Who might replace Janet Woodcock when she retires as head of the FDA’s all-important Center for Drug Evaluation and Research? Some may wonder, in fact, if anyone can replace Woodcock, a forceful and high-energy bureaucrat with a 20-year institutional memory and controversial profile that sometimes riles consumer advocates while placating pharmaceutical executives.
Although Woodcock, a formidable personality known for maintaining a frantic pace and offering blunt statements, is not scheduled to retire for a year or more, speculation is already mounting about a successor. But as Reuters notes, no one has been groomed for the job, the pay does not approach private sector levels and tapping someone from industry is certain to draw criticism from watchdogs.
“No one is seeing that luminous, next-generation leadership,” says Robert Meyer, a former FDA medical reviewer who later worked for Merck (MRK) and now heads the Center for Translational and Regulatory Sciences at the University of Virginia. “The thought of bringing someone in and expecting them to take over from Janet Woodcock any time soon is the ultimate absurdity,” the former FDA official tells Reuters.
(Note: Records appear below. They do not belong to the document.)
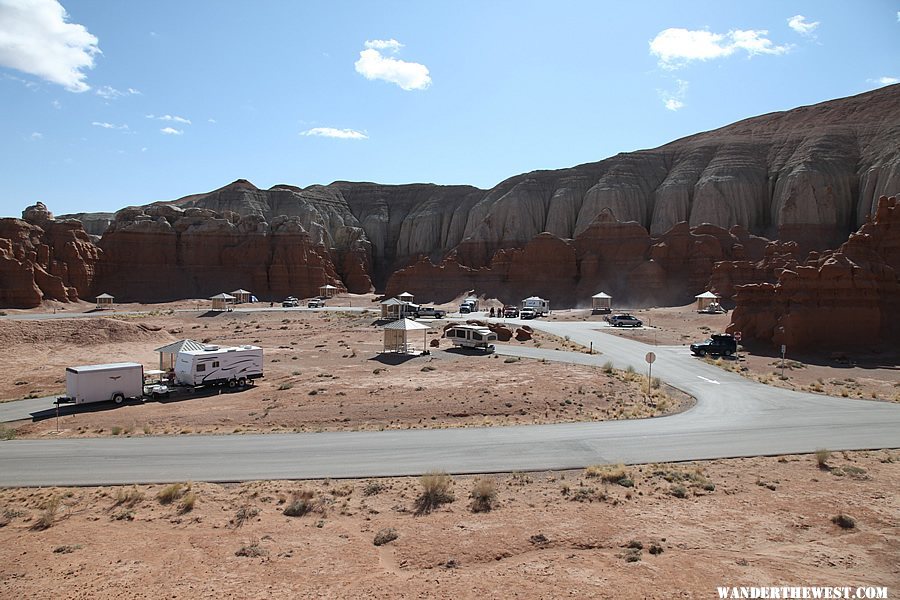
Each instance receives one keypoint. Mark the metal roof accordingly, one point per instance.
(406, 325)
(180, 346)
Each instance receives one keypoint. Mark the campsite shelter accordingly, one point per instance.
(104, 301)
(241, 296)
(328, 290)
(169, 353)
(396, 335)
(601, 302)
(705, 299)
(222, 301)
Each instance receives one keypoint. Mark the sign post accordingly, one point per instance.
(651, 356)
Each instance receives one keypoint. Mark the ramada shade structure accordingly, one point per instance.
(396, 335)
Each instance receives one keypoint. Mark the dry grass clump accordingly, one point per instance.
(435, 492)
(484, 494)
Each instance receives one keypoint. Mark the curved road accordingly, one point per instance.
(733, 417)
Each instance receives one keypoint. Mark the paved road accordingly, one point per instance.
(733, 417)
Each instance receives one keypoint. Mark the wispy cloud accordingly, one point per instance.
(676, 47)
(172, 118)
(884, 80)
(372, 64)
(799, 24)
(36, 38)
(674, 99)
(105, 125)
(110, 93)
(344, 134)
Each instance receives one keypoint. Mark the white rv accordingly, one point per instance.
(541, 307)
(471, 336)
(217, 366)
(99, 383)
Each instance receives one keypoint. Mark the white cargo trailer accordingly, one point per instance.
(99, 383)
(217, 366)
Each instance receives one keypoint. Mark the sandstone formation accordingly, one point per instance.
(42, 258)
(835, 299)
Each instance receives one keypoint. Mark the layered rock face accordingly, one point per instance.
(162, 252)
(846, 297)
(44, 258)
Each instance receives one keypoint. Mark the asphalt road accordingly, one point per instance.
(733, 417)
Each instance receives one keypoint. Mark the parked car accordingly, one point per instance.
(429, 311)
(624, 321)
(718, 343)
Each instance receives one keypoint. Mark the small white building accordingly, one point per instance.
(223, 301)
(601, 303)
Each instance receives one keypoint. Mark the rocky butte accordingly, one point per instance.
(724, 208)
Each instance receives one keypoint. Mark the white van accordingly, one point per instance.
(471, 336)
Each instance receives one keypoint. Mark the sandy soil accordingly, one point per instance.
(761, 521)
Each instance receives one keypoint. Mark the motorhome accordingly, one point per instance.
(471, 336)
(214, 365)
(99, 383)
(541, 307)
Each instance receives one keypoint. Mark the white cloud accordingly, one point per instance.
(799, 24)
(372, 64)
(674, 100)
(390, 45)
(106, 125)
(172, 118)
(110, 93)
(676, 47)
(344, 134)
(35, 38)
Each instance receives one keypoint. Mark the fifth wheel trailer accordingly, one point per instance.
(217, 366)
(98, 383)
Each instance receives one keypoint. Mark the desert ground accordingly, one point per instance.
(644, 531)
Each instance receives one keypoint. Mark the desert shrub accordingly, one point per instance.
(7, 432)
(128, 497)
(373, 488)
(384, 536)
(187, 502)
(844, 521)
(302, 503)
(47, 516)
(170, 493)
(435, 492)
(679, 491)
(484, 494)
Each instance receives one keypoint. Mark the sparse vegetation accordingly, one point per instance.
(435, 492)
(484, 495)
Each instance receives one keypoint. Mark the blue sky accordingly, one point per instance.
(109, 104)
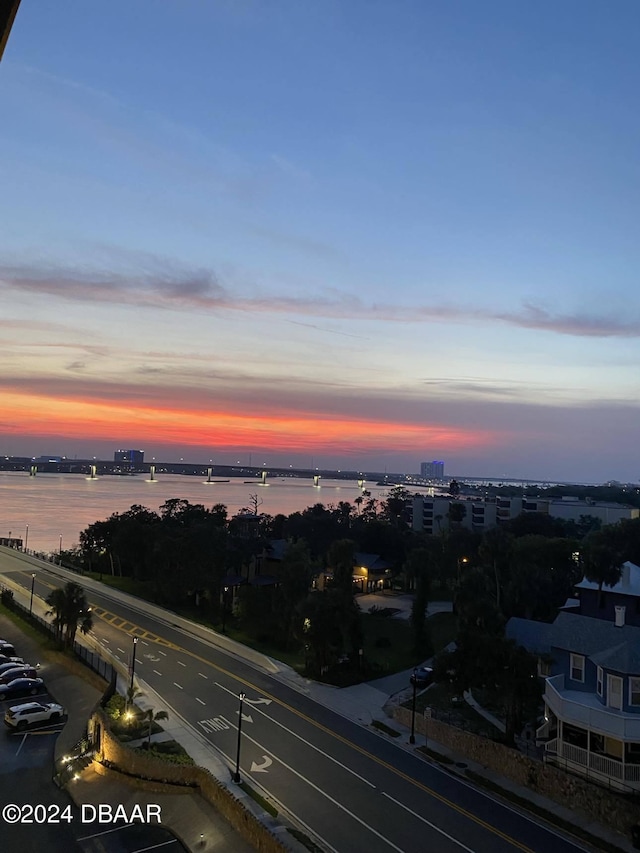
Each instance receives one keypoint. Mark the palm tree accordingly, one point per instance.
(602, 558)
(70, 608)
(152, 718)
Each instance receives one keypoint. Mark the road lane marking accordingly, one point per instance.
(299, 737)
(428, 822)
(319, 790)
(380, 761)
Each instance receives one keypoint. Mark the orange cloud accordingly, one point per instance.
(295, 431)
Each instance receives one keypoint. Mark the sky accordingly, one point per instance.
(354, 235)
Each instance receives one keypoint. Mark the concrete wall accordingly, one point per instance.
(119, 756)
(596, 803)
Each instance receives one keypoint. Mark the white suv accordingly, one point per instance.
(22, 716)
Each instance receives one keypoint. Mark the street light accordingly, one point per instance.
(133, 667)
(236, 775)
(225, 590)
(412, 736)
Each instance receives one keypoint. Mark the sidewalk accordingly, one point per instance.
(198, 825)
(365, 702)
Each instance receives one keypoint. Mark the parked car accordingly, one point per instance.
(21, 716)
(22, 671)
(21, 687)
(11, 659)
(422, 676)
(5, 667)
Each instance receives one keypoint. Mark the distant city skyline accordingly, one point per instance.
(361, 234)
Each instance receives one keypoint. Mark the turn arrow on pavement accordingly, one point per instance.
(261, 768)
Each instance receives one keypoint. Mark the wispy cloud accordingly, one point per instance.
(164, 284)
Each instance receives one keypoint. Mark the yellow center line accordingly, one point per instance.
(143, 634)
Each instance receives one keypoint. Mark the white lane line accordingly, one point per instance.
(355, 817)
(428, 822)
(254, 708)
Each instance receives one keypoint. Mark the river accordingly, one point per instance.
(61, 505)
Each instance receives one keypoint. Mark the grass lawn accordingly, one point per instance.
(458, 713)
(387, 642)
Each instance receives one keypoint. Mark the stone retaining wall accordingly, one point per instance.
(119, 756)
(614, 811)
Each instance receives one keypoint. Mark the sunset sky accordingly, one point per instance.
(357, 234)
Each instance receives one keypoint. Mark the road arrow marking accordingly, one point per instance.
(261, 768)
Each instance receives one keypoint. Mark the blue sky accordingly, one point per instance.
(371, 233)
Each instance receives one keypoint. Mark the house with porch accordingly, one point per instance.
(592, 691)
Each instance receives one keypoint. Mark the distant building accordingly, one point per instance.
(130, 458)
(592, 687)
(432, 470)
(431, 514)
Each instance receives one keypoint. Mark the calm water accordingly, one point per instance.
(64, 504)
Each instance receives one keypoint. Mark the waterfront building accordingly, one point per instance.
(432, 470)
(592, 687)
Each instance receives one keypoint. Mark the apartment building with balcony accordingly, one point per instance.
(592, 692)
(431, 513)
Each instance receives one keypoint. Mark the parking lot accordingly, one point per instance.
(48, 820)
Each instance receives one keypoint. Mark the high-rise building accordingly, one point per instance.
(432, 470)
(130, 458)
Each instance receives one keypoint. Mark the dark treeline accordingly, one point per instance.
(196, 558)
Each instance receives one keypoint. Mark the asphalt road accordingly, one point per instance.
(351, 788)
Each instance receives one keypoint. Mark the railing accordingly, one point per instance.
(566, 754)
(91, 659)
(579, 711)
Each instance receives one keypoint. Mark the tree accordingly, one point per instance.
(418, 564)
(602, 558)
(294, 582)
(70, 608)
(151, 717)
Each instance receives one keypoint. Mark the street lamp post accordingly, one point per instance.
(236, 775)
(225, 590)
(133, 666)
(412, 736)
[NEWS FLASH: Woodcock has issued a memo saying her retirement is not imminent. "I want to assure you that I am not planning to retire as erroneously reported in the media today. In fact, quite the opposite is true. I am becoming more deeply involved in many of the Center’s issues, including the proposed reorganizations of the Office of Pharmaceutical Quality and the Office of Generic Drugs. The inaccuracy of the media has unnecessarily raised concerns among Center staff, and even among my own family. My daughter emailed me this morning to ask if I’m retiring! I continue to be fully committed to the important work CDER does and to its staff who work so diligently to protect the health of the American public."]
The succession issue is of extreme importance to public safety and the pharmaceutical industry, since CDER has a budget of more than $1 billion and a staff of 3,450. Moreover, CDER decisions are taken as cues from other regulators around the world and, as Reuters adds, are scrutinized by countless physicians, investors and patients.
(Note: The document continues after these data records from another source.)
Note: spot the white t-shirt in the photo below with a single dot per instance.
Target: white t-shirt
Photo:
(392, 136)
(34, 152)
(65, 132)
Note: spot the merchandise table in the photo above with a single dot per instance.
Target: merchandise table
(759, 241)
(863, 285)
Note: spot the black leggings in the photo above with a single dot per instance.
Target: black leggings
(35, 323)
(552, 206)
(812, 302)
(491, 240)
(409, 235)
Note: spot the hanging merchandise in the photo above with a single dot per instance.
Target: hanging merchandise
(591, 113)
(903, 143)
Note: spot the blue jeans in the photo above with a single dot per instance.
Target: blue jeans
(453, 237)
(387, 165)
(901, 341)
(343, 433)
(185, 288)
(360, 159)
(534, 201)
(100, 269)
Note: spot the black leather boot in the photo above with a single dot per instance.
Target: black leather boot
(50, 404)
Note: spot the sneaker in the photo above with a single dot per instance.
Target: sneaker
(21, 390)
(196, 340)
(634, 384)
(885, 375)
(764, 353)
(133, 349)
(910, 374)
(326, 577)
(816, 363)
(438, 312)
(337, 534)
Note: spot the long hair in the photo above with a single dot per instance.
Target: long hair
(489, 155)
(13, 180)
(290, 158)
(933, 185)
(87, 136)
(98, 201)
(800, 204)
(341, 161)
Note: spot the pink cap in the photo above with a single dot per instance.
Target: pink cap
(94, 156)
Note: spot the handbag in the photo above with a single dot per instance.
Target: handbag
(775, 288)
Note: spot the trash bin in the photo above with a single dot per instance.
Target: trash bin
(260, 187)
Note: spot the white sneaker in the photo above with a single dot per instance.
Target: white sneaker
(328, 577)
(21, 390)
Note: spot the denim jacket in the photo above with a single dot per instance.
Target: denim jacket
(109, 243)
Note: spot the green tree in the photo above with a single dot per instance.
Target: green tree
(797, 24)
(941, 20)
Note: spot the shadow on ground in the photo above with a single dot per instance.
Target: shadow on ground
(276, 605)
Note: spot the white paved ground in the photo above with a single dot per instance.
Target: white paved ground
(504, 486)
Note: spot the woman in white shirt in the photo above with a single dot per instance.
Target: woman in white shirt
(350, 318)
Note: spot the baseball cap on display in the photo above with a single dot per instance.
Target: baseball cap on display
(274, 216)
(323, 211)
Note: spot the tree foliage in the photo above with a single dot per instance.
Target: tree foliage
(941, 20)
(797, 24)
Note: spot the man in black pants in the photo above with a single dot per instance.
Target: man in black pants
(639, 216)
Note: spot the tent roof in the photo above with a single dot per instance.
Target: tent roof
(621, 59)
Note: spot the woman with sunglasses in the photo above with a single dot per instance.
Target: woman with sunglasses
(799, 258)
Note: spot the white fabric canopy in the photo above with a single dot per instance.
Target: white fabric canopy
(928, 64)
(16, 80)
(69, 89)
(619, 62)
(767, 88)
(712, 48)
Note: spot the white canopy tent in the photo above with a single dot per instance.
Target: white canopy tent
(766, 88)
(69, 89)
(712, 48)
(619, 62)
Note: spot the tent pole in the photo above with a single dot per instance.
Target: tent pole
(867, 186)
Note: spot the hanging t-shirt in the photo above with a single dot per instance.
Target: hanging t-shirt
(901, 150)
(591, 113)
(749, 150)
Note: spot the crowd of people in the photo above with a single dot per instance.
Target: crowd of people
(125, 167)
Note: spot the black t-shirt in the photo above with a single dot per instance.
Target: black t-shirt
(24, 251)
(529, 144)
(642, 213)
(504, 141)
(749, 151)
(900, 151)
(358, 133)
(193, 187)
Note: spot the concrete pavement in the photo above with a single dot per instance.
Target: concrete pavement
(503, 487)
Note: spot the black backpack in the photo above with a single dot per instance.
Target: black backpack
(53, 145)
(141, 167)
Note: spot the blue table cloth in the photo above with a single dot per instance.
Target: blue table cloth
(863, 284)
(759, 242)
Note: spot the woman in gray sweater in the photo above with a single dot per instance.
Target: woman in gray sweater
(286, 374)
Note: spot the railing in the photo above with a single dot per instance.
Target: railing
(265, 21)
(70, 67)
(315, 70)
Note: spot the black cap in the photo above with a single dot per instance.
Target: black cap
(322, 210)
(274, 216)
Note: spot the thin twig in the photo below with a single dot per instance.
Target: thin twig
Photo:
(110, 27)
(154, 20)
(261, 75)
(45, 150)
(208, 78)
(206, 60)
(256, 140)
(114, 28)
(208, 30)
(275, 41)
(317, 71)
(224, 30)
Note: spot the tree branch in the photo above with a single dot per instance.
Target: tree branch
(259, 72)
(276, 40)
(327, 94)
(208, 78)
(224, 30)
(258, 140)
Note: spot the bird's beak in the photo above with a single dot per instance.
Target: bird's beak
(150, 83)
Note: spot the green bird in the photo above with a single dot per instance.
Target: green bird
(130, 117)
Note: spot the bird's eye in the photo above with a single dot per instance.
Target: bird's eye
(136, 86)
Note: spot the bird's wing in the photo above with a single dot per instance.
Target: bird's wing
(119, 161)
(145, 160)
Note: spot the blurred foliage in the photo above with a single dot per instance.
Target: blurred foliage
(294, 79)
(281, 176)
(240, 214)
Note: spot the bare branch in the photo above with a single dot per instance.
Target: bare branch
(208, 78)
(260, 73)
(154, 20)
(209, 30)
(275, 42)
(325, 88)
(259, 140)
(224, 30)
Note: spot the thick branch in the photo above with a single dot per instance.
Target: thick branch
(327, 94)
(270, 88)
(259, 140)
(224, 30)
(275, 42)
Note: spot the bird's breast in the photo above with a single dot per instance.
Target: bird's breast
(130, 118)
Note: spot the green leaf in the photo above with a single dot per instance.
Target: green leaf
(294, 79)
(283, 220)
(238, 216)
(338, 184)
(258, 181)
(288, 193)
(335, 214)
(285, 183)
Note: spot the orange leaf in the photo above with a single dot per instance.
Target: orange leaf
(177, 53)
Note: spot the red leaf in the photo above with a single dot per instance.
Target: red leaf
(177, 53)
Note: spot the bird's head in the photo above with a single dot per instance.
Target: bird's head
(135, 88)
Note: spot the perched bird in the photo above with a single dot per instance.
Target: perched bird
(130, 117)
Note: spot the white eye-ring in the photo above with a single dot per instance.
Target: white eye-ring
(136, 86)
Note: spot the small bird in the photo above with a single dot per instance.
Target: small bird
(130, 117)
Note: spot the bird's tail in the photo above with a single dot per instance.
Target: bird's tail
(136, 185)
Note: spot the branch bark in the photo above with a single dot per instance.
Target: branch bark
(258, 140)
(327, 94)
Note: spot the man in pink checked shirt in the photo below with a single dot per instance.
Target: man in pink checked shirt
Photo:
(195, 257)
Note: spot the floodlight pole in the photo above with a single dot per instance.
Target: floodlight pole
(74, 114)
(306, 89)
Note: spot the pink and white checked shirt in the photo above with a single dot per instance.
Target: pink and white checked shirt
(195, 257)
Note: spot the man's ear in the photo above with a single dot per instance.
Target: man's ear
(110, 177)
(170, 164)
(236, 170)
“We get people in, they almost take the ring, they’re at the altar and then they realize they have to divest everything,” Woodcock tells Reuters. Why? FDA staffers are privy to market-moving decisions. “…I know some of my senior office directors have tried to recruit in and they have gotten repeated turndowns from people who would be fabulous. It’s mainly the money.”
Her eventual departure worries the pharmaceutical industry, where many executives privately consider her to be an ally in their quest to accelerate the pace and number of drug approvals despite repeated safety scandals that, in recent years, prompted withering scrutiny of industry practices. Last year, the FDA cleared 39 new pharmaceuticals, which was the highest number since 2004 (more here).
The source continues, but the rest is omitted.